Et il faut remarquer, que lorsqu’elle est élevée au dessus de nos têtes, quoique nous sachions très certainement par la raison qu’elle est dans une très grande distance, nous ne laissons pourtant pas de la voir fort proche et fort petite : parce qu’en effet ces jugements naturels de la vue se font en nous, sans nous et même malgré nous. De même quoique nous sachions que la lune ne va pas du côté qu’il nous plaît d’aller, cependant si nous la regardons en courant, nous la verrons toujours courir avec nous, et du même côté que nous : dont la raison est que l’image de la lune (j’entends toujours par l’image l’impression que l’objet fait au fond de l’œil) ne change point sensiblement de place dans le fond de nos yeux quoique nous courions ; et cela à cause de sa grande distance comme il est facile de le démontrer.
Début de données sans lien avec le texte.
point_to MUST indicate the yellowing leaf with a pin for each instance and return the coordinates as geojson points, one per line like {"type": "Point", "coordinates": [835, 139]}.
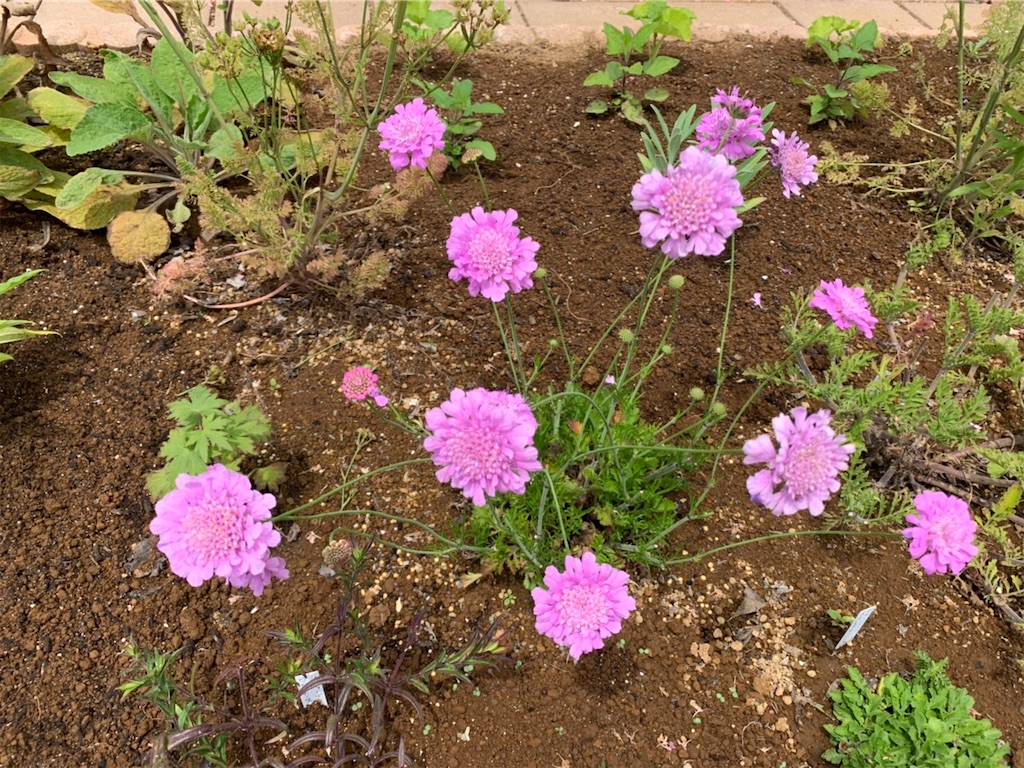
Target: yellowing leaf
{"type": "Point", "coordinates": [137, 236]}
Ainsi sentant bien que nous courons, nous devons naturellement juger qu’elle court comme nous. Mais quand nous courons en regardant des objets proches de nous, comme leurs images changent de place dans le fond de nos yeux, ou augmentent à proportion du mouvement que nous sentons en nous-mêmes, nous jugeons naturellement qu’ils sont immobiles, c’est-à-dire que nous les voyons immobiles. Or ces jugements naturels, quoique très utiles, nous engagent souvent dans quelque erreur, en nous faisant former des jugements libres, qui s’accordent parfaitement avec eux. Car quand on juge comme l’on sent, on se trompe toujours en quelque chose, quoiqu’on ne se trompe jamais en rien, quand on juge comme l’on conçoit : parce que le corps n’instruit que pour le corps, et qu’il n’y a que Dieu qui enseigne toujours la vérité, comme je ferai voir ailleurs.

Ces jugements naturels ne nous trompent pas seulement dans l’éloignement et dans la grandeur des corps, mais aussi en nous faisant voir leur figure autre qu’elle n’est. Nous voyons par exemple, le soleil et la lune, et les autres corps sphériques fort éloignés, comme s’ils étaient plats et comme des cercles. Parce que dans cette grande distance nous ne pouvons pas distinguer, si la partie qui est vers le centre de ces corps, est plus proche de nous que les autres ; et à cause de cela, nous la jugeons dans une égale distance. C’est aussi pour la même raison, que nous jugeons que toutes les étoiles, et le bleu qui paraît au ciel, sont à peu près dans le même éloignement que leurs voisines, et comme dans une voûte parfaitement convexe et elliptique ; parce que notre esprit suppose toujours l’égalité, où il ne voit point d’inégalité. Cependant il ne la devrait positivement reconnaître, qu’où il la voit avec évidence.

On ne s’arrête pas ici à expliquer plus au long des erreurs de notre vue, à l’égard des figures des corps ; parce qu’on s’en peut instruire dans quelque livre d’optique. Cette science en effet n’apprend que la manière de tromper les yeux ; et toute son adresse ne consiste, qu’à trouver des moyens pour nous faire avoir les sensations composées ou les jugements naturels dont je viens de parler, dans le temps que nous ne les devons pas avoir. Et cela se peut exécuter en tant de différentes manières, que de toutes les figures qui sont au monde, il n’y en a pas une seule qu’on ne puisse peindre en mille façons ; de sorte que la vue s’y trompera infailliblement. Mais ce n’est pas ici le lieu d’expliquer ces choses à fond. Ce que l’on a dit suffit pour faire voir, qu’il ne faut pas tant se fier à ses yeux, lors même qu’ils nous représentent la figure des corps ; quoique en matière de figures ils soient beaucoup plus fidèles, qu’en toute autre rencontre.